De la main au cerveau : ce que nous dit la science
On pourrait s’en accommoder. Mais les neuroscientifiques, eux, s’inquiètent. L’écriture manuscrite, affirment-ils, active des zones cérébrales spécifiques liées à la mémoire, à la compréhension, à l’attention profonde. Une étude norvégienne démontre que les mouvements fins et précis de la main avec un stylo augmentent la connectivité cérébrale, contrairement à la frappe sur clavier, plus mécanique et superficielle.
Écrire lentement, c’est choisir, trier, synthétiser. C’est réfléchir en notant, et non noter en oubliant. Or, dans un monde où l’attention devient volatile, l’acte d’écrire à la main pourrait être ce qu’était la lecture chez Montaigne : une façon d’exister pleinement.
IA : progrès pédagogique ou péril cognitif ?
À ce constat, s’ajoute la montée en puissance de l’intelligence artificielle. À coups de prompts bien choisis, les étudiants transforment leurs idées orales en dissertations impeccablement structurées, et parfois trop bien pour être honnêtes. L’IA peut transcrire, corriger, résumer, étoffer. Que reste-t-il alors du labeur intellectuel ? Du style personnel ? De l’effort de l’élève pour se frotter au réel par la langue ?
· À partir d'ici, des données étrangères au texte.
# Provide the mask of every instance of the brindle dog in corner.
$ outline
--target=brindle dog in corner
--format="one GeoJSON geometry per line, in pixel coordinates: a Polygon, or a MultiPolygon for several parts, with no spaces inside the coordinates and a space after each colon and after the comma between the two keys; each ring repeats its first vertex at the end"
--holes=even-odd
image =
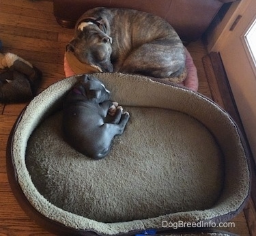
{"type": "Polygon", "coordinates": [[[100,72],[177,83],[186,77],[184,47],[173,28],[158,16],[134,10],[96,8],[86,12],[66,50],[100,72]]]}

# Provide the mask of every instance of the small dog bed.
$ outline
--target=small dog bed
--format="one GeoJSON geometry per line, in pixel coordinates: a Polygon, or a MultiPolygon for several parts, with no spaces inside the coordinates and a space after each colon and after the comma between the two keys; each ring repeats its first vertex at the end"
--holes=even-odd
{"type": "Polygon", "coordinates": [[[9,180],[33,219],[61,235],[132,235],[170,232],[177,222],[210,227],[242,209],[249,165],[227,113],[177,85],[139,75],[94,75],[130,114],[104,159],[92,160],[63,140],[62,101],[74,76],[35,97],[10,136],[9,180]]]}
{"type": "MultiPolygon", "coordinates": [[[[186,77],[185,80],[180,83],[179,83],[180,85],[183,85],[186,87],[187,87],[189,89],[191,89],[195,91],[197,91],[198,90],[198,76],[197,76],[197,68],[195,65],[193,59],[189,53],[188,50],[185,48],[185,53],[186,53],[186,77]]],[[[84,69],[83,69],[84,70],[84,69]]],[[[90,72],[90,69],[87,69],[88,71],[86,72],[86,73],[90,72]]],[[[95,69],[94,69],[95,70],[95,69]]],[[[81,72],[83,70],[79,70],[78,72],[81,72]]],[[[74,76],[74,74],[77,74],[77,73],[75,73],[74,70],[71,68],[70,65],[69,65],[69,63],[67,60],[66,54],[64,55],[64,72],[65,75],[66,77],[70,77],[72,76],[74,76]]],[[[83,71],[83,73],[85,72],[83,71]]],[[[160,79],[159,81],[161,81],[160,79]]]]}

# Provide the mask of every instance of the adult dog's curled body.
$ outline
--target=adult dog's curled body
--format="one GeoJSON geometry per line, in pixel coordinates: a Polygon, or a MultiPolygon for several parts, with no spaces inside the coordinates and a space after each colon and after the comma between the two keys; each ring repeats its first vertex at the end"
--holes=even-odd
{"type": "Polygon", "coordinates": [[[184,48],[173,28],[158,16],[130,9],[86,12],[67,50],[102,72],[166,78],[185,69],[184,48]]]}

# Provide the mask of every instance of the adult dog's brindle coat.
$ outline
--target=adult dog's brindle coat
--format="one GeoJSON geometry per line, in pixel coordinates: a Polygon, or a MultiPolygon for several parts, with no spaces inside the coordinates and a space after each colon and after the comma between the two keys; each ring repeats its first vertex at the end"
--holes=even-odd
{"type": "Polygon", "coordinates": [[[79,19],[66,50],[100,72],[184,78],[186,57],[180,37],[165,20],[145,12],[91,9],[79,19]]]}

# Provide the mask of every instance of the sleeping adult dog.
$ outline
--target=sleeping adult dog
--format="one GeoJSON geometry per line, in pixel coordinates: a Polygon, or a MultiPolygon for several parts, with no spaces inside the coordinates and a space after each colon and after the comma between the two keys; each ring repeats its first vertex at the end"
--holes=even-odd
{"type": "Polygon", "coordinates": [[[96,72],[140,74],[173,82],[186,78],[184,48],[173,28],[158,16],[134,10],[86,12],[66,51],[96,72]]]}

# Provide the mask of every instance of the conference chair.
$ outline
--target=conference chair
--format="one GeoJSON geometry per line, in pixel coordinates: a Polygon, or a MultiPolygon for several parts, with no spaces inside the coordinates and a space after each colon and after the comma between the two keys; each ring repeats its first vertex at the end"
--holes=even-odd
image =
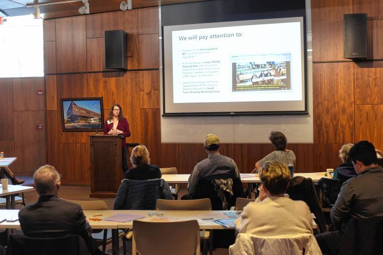
{"type": "Polygon", "coordinates": [[[157,222],[133,221],[132,254],[186,255],[200,252],[196,220],[157,222]]]}
{"type": "Polygon", "coordinates": [[[310,208],[310,211],[315,215],[314,220],[321,233],[327,231],[323,213],[322,211],[319,199],[311,178],[295,176],[290,179],[287,193],[290,198],[295,200],[304,201],[310,208]]]}
{"type": "Polygon", "coordinates": [[[352,218],[342,229],[338,255],[382,254],[383,217],[352,218]]]}
{"type": "Polygon", "coordinates": [[[85,240],[78,235],[62,237],[34,238],[11,234],[7,255],[88,255],[85,240]]]}
{"type": "Polygon", "coordinates": [[[235,206],[237,197],[243,197],[243,190],[242,182],[239,178],[233,179],[233,195],[228,192],[223,191],[227,207],[223,206],[223,201],[219,198],[217,192],[212,184],[213,180],[200,180],[198,181],[196,189],[195,195],[193,198],[209,198],[212,203],[213,210],[229,210],[232,206],[235,206]]]}
{"type": "Polygon", "coordinates": [[[311,234],[281,237],[260,237],[240,233],[237,236],[235,243],[229,247],[229,253],[230,255],[314,255],[322,254],[322,252],[315,237],[311,234]]]}
{"type": "Polygon", "coordinates": [[[243,198],[243,197],[237,197],[235,200],[235,211],[243,211],[243,208],[250,202],[254,202],[255,199],[251,198],[243,198]]]}
{"type": "MultiPolygon", "coordinates": [[[[77,203],[79,205],[82,210],[108,210],[108,206],[105,202],[105,201],[102,200],[90,200],[90,201],[83,201],[78,200],[67,200],[61,198],[61,199],[66,201],[67,202],[77,203]]],[[[126,254],[126,246],[125,245],[125,239],[129,239],[131,238],[131,234],[129,235],[128,237],[126,237],[126,234],[125,232],[122,230],[119,230],[119,237],[122,239],[122,245],[123,249],[124,250],[124,254],[126,254]]],[[[105,249],[106,249],[106,245],[111,243],[111,230],[93,230],[93,233],[92,237],[95,240],[102,245],[102,252],[105,253],[105,249]]]]}
{"type": "MultiPolygon", "coordinates": [[[[178,211],[211,211],[212,204],[209,198],[192,200],[157,200],[157,210],[178,211]]],[[[213,242],[211,241],[211,232],[202,231],[200,232],[200,237],[204,240],[202,253],[207,252],[208,242],[209,243],[209,252],[213,254],[213,242]]]]}
{"type": "Polygon", "coordinates": [[[339,179],[321,178],[314,184],[319,195],[319,202],[323,212],[330,212],[341,192],[343,182],[339,179]]]}
{"type": "MultiPolygon", "coordinates": [[[[177,168],[176,167],[168,167],[166,168],[160,168],[162,174],[178,174],[177,168]]],[[[178,193],[181,188],[179,184],[176,184],[174,185],[175,193],[172,192],[172,195],[174,196],[175,200],[178,199],[178,193]]]]}

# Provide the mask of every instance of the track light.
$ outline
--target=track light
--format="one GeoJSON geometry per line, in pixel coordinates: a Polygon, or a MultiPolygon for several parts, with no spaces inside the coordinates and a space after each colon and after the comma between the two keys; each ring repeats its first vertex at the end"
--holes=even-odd
{"type": "Polygon", "coordinates": [[[126,11],[126,9],[131,10],[131,0],[127,0],[126,2],[122,1],[120,4],[120,9],[121,9],[122,11],[126,11]]]}
{"type": "Polygon", "coordinates": [[[38,6],[35,6],[35,9],[36,9],[36,12],[33,13],[33,17],[35,19],[41,18],[40,17],[40,8],[38,7],[38,6]]]}
{"type": "Polygon", "coordinates": [[[84,5],[78,8],[78,12],[81,14],[89,14],[89,3],[88,0],[82,0],[84,5]]]}

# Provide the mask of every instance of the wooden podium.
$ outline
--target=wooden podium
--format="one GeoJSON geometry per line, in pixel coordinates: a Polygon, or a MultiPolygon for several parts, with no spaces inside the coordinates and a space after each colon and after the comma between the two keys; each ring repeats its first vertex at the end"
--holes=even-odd
{"type": "Polygon", "coordinates": [[[91,197],[115,197],[124,177],[121,138],[93,135],[91,139],[91,197]]]}

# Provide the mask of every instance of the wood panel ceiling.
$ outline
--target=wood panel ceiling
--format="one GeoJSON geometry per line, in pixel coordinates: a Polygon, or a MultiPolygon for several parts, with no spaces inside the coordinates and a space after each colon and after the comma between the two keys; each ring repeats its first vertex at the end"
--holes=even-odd
{"type": "MultiPolygon", "coordinates": [[[[132,0],[132,5],[133,9],[136,9],[204,1],[207,0],[132,0]]],[[[122,1],[122,0],[88,0],[91,13],[119,10],[120,4],[122,1]]],[[[83,5],[82,2],[81,0],[72,3],[67,3],[68,2],[70,1],[0,0],[0,16],[32,14],[35,13],[33,6],[36,5],[39,5],[40,16],[43,19],[80,15],[78,12],[78,8],[83,5]]]]}

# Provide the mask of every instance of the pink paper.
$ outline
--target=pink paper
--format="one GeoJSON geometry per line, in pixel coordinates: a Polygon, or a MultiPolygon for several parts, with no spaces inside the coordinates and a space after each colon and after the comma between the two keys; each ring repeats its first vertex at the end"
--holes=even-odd
{"type": "Polygon", "coordinates": [[[115,214],[112,216],[108,217],[103,220],[108,220],[109,221],[117,221],[118,222],[126,222],[131,220],[136,220],[143,218],[142,215],[137,215],[137,214],[115,214]]]}

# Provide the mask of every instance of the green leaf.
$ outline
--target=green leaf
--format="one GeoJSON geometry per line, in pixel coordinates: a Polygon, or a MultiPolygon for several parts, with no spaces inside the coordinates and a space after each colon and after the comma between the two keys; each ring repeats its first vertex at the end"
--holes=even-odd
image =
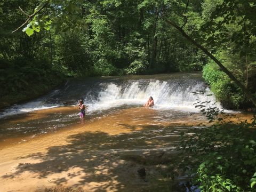
{"type": "Polygon", "coordinates": [[[40,31],[40,27],[38,26],[38,27],[35,27],[35,26],[33,26],[33,30],[37,33],[38,33],[39,31],[40,31]]]}
{"type": "Polygon", "coordinates": [[[256,181],[253,181],[251,183],[251,187],[252,188],[256,184],[256,181]]]}
{"type": "Polygon", "coordinates": [[[32,35],[34,34],[34,29],[30,28],[30,27],[28,27],[26,29],[26,33],[27,35],[28,35],[29,36],[31,36],[32,35]]]}

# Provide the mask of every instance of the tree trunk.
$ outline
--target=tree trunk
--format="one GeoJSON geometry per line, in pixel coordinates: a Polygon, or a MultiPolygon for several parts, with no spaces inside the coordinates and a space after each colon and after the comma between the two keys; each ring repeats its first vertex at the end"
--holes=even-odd
{"type": "Polygon", "coordinates": [[[215,63],[217,64],[220,68],[222,70],[222,71],[225,73],[229,78],[233,80],[237,85],[238,86],[241,90],[244,92],[244,94],[246,96],[246,97],[251,100],[254,106],[256,107],[256,99],[252,95],[252,94],[250,92],[250,91],[243,85],[241,82],[240,82],[232,74],[232,73],[229,71],[228,69],[227,69],[225,66],[224,66],[220,61],[219,61],[214,56],[213,56],[207,50],[206,50],[205,47],[204,47],[202,45],[199,44],[197,42],[196,42],[195,40],[192,39],[190,37],[189,37],[184,30],[177,26],[176,24],[173,23],[173,22],[166,20],[166,22],[169,23],[170,25],[172,25],[174,27],[175,27],[178,30],[179,30],[187,39],[189,41],[191,42],[193,44],[196,45],[197,47],[200,49],[202,51],[203,51],[208,57],[209,57],[211,59],[212,59],[215,63]]]}

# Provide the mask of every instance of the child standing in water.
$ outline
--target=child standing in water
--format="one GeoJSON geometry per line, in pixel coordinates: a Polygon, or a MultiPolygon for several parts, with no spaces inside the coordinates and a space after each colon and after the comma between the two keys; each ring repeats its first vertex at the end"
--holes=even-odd
{"type": "Polygon", "coordinates": [[[144,105],[144,107],[151,107],[154,105],[155,105],[155,103],[154,103],[153,98],[150,96],[149,97],[148,101],[144,105]]]}
{"type": "Polygon", "coordinates": [[[80,109],[80,113],[79,113],[80,115],[80,118],[83,118],[85,115],[85,107],[84,106],[84,101],[82,100],[81,100],[79,101],[78,108],[80,109]]]}

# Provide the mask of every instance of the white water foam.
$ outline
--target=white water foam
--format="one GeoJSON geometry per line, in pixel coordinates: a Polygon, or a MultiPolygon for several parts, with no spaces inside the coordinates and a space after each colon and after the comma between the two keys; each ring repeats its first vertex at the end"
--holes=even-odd
{"type": "Polygon", "coordinates": [[[0,118],[38,110],[50,109],[59,106],[59,105],[57,105],[46,104],[44,102],[41,101],[31,101],[23,105],[14,105],[4,110],[0,115],[0,118]]]}
{"type": "MultiPolygon", "coordinates": [[[[214,95],[209,95],[211,92],[203,81],[189,79],[176,81],[141,79],[126,81],[121,84],[103,83],[100,85],[100,87],[93,90],[96,93],[95,95],[90,91],[84,98],[85,103],[88,107],[87,111],[89,113],[123,105],[143,106],[149,96],[153,97],[155,106],[153,108],[156,110],[174,109],[197,112],[199,111],[199,109],[195,108],[194,104],[197,101],[211,101],[211,103],[216,102],[214,95]],[[203,94],[193,93],[198,90],[205,91],[205,92],[203,94]],[[92,98],[96,99],[90,100],[90,98],[92,98]]],[[[61,105],[46,101],[59,91],[62,93],[61,90],[55,90],[41,100],[14,105],[0,114],[0,118],[60,106],[61,105]]],[[[69,93],[65,92],[65,94],[69,93]]],[[[61,95],[59,97],[61,99],[61,95]]],[[[210,106],[211,104],[207,104],[206,107],[210,106]]],[[[211,106],[221,109],[218,102],[213,106],[212,104],[211,106]]]]}
{"type": "MultiPolygon", "coordinates": [[[[201,102],[211,101],[215,103],[214,106],[221,108],[219,103],[216,102],[215,97],[209,88],[206,88],[202,82],[196,85],[180,86],[179,84],[160,82],[158,80],[150,81],[147,85],[140,86],[139,82],[118,85],[109,83],[106,88],[100,91],[97,101],[86,103],[89,112],[106,110],[113,107],[118,107],[124,105],[143,105],[149,96],[153,97],[156,109],[177,109],[185,111],[199,111],[195,108],[197,101],[201,102]],[[195,94],[193,92],[197,90],[205,91],[204,94],[195,94]]],[[[85,98],[86,100],[86,98],[85,98]]],[[[208,104],[206,107],[210,107],[208,104]]]]}

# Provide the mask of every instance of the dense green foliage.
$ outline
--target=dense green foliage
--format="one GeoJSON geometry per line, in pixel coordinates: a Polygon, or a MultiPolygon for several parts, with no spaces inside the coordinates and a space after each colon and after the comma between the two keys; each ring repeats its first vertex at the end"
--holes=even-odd
{"type": "MultiPolygon", "coordinates": [[[[36,63],[43,60],[51,71],[91,76],[201,70],[211,63],[169,19],[218,55],[254,93],[255,8],[252,0],[3,0],[0,59],[30,61],[25,65],[35,61],[39,70],[36,63]]],[[[243,93],[228,81],[209,83],[224,106],[247,107],[243,93]],[[232,91],[223,98],[226,87],[232,91]]]]}
{"type": "Polygon", "coordinates": [[[211,85],[211,90],[223,107],[242,108],[250,106],[250,101],[241,90],[214,63],[212,62],[205,65],[203,71],[203,78],[211,85]]]}

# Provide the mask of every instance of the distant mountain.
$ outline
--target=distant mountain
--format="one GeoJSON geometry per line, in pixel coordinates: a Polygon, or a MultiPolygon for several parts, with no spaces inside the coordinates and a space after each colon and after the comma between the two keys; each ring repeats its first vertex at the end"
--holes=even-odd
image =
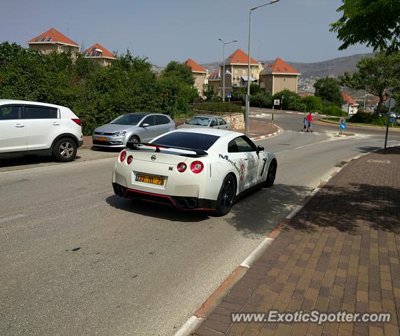
{"type": "MultiPolygon", "coordinates": [[[[338,78],[339,75],[344,74],[345,71],[350,73],[355,71],[357,70],[356,64],[361,58],[373,56],[373,54],[357,54],[314,63],[300,63],[284,60],[298,70],[301,74],[302,78],[322,78],[326,76],[338,78]]],[[[273,63],[273,59],[260,61],[262,64],[273,63]]],[[[218,71],[220,63],[219,62],[205,63],[201,66],[212,73],[218,71]]]]}
{"type": "MultiPolygon", "coordinates": [[[[313,93],[314,83],[318,78],[325,77],[334,77],[337,78],[339,76],[343,75],[345,72],[354,72],[357,70],[356,64],[363,57],[373,57],[373,54],[357,54],[352,56],[333,58],[327,61],[317,62],[314,63],[300,63],[290,62],[284,59],[285,62],[298,70],[301,74],[298,81],[299,93],[313,93]]],[[[267,61],[260,61],[262,64],[273,63],[274,59],[267,61]]],[[[211,74],[218,71],[220,62],[205,63],[201,64],[207,69],[211,74]]]]}

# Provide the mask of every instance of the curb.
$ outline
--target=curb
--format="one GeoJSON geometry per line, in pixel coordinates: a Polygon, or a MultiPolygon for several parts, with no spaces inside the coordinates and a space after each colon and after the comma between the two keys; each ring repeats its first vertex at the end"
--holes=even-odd
{"type": "MultiPolygon", "coordinates": [[[[277,134],[279,133],[276,132],[277,134]]],[[[396,147],[400,146],[392,145],[388,146],[387,148],[396,147]]],[[[221,303],[223,298],[232,289],[239,280],[247,272],[247,270],[251,267],[254,262],[268,248],[273,244],[273,242],[277,238],[283,230],[286,227],[288,223],[291,219],[294,217],[298,212],[299,212],[304,206],[317,194],[321,188],[326,184],[335,175],[340,172],[350,162],[360,158],[375,153],[378,150],[382,150],[383,148],[375,149],[370,152],[364,153],[357,155],[348,161],[342,167],[338,167],[335,171],[327,177],[321,180],[319,186],[312,190],[304,199],[301,202],[301,204],[296,206],[290,214],[289,214],[285,219],[282,220],[273,229],[267,237],[261,241],[261,243],[250,253],[250,255],[243,260],[243,262],[237,266],[230,274],[224,280],[224,281],[216,288],[216,290],[206,300],[200,308],[199,308],[194,314],[191,316],[180,328],[178,329],[174,336],[189,336],[194,333],[207,318],[211,314],[212,311],[221,303]]]]}
{"type": "Polygon", "coordinates": [[[276,125],[275,126],[278,128],[278,130],[277,132],[275,132],[274,133],[271,133],[270,134],[261,135],[260,136],[255,136],[254,138],[250,138],[250,139],[252,140],[253,141],[255,141],[257,140],[261,140],[262,139],[266,139],[266,138],[269,138],[270,136],[274,136],[277,135],[280,133],[282,133],[283,132],[283,130],[281,127],[280,127],[277,125],[276,125]]]}

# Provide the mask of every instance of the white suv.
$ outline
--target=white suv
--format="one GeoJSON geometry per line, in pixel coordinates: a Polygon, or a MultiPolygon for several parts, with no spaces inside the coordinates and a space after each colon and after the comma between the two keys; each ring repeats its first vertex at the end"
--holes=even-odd
{"type": "Polygon", "coordinates": [[[67,107],[0,99],[0,155],[44,153],[71,161],[83,143],[81,125],[67,107]]]}

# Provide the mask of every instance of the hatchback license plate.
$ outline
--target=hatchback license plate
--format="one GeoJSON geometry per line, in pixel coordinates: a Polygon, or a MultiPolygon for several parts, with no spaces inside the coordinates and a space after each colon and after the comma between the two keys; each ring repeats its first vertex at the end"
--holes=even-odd
{"type": "Polygon", "coordinates": [[[144,175],[143,174],[137,174],[135,181],[143,182],[144,183],[164,186],[164,178],[161,176],[151,176],[150,175],[144,175]]]}

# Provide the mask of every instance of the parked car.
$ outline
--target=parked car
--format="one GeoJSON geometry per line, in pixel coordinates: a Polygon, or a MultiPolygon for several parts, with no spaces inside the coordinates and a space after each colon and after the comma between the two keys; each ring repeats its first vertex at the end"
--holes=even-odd
{"type": "Polygon", "coordinates": [[[272,186],[277,172],[275,155],[236,132],[177,130],[127,147],[116,160],[114,192],[181,210],[223,216],[243,192],[272,186]]]}
{"type": "Polygon", "coordinates": [[[0,154],[46,154],[71,161],[83,144],[81,125],[67,107],[0,99],[0,154]]]}
{"type": "Polygon", "coordinates": [[[211,127],[219,130],[232,130],[232,125],[220,117],[214,115],[195,115],[178,127],[180,128],[211,127]]]}
{"type": "Polygon", "coordinates": [[[96,146],[125,148],[128,141],[147,142],[176,128],[174,120],[164,114],[127,113],[96,128],[92,138],[96,146]]]}

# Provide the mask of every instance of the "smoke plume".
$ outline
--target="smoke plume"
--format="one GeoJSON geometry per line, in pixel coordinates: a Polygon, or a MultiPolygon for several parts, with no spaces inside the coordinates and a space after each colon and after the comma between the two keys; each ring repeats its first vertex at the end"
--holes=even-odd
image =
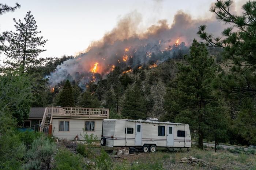
{"type": "Polygon", "coordinates": [[[160,20],[139,33],[141,21],[141,15],[136,12],[125,16],[101,39],[58,66],[47,76],[49,85],[53,87],[72,77],[84,88],[89,82],[97,81],[99,74],[103,76],[117,66],[125,70],[150,62],[158,64],[173,57],[176,50],[186,49],[185,43],[189,46],[193,39],[198,39],[196,32],[200,25],[207,25],[208,31],[214,35],[219,35],[223,28],[214,18],[193,19],[182,11],[175,15],[171,25],[166,20],[160,20]]]}

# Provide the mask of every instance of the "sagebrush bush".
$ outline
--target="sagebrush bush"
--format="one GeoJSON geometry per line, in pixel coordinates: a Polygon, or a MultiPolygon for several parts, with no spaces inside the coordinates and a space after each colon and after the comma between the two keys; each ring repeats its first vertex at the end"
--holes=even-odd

Le cerveau, cet organe paresseux, apprend aussi par friction. À force de l’en préserver, on le prive d’exercice. L’étudiant devient manager d’algorithme, superviseur de texte, mais plus tout à fait penseur ni écrivain.
Silicon Valley vs stylos Bic : qui a raison ?
La contradiction est cruelle. Les élites de la Silicon Valley, qui ont inventé les outils du tout-numérique, envoient leurs enfants dans des écoles sans écrans. Où l’on apprend encore la cursive, le calcul mental, la dictée. Où l’on sait que l’autonomie ne se code pas.
En France, une tribune signée par des intellectuels, écrivains et artistes – de Jamel Debbouze à Edgar Morin – plaide pour un retour au stylo, dès l’école primaire. Aux États-Unis, on redécouvre soudain les vertus pédagogiques de l’écriture cursive… après l’avoir supprimée.
L’Afrique, elle, à la croisée des chemins
Sur le continent, la pression numérique est aussi celle de l’imitation. Tout comme certaines constitutions locales calquent leurs structures sur les modèles occidentaux, les systèmes éducatifs africains risquent d’épouser la modernité sans en interroger les conséquences. Pourtant, l’Afrique n’a pas encore tout perdu de la relation charnelle au texte, à l’oralité, à la lenteur signifiante de l’apprentissage.
Faudrait-il sacrifier cela sur l’autel de l’efficacité algorithmique ? Peut-on former une jeunesse lucide, critique, créative, sans passer par le tremblement du stylo, la rigueur de la syntaxe, l’exercice de l’écrit qui structure la pensée comme l’ossature soutient le corps ?
Le vrai défi : concilier mémoire et modernité
Il ne s’agit pas d’opposer passer et futur, mais de penser un équilibre. Faire coexister l’intelligence augmentée et l’intelligence cultivée. Accepter l’aide de l’IA sans renoncer à ce qui rend l’humain humain : sa lenteur, ses hésitations, ses ratures.
À l’heure où tout s’accélère, où les écrans dictent le rythme du savoir, le papier, lui, nous murmure de ralentir, de réfléchir, d’apprendre vraiment. Il faut l’entendre. Avant que l’université ne devienne une start-up. Et que l’écriture ne disparaisse, non comme une pratique, mais comme une civilisation.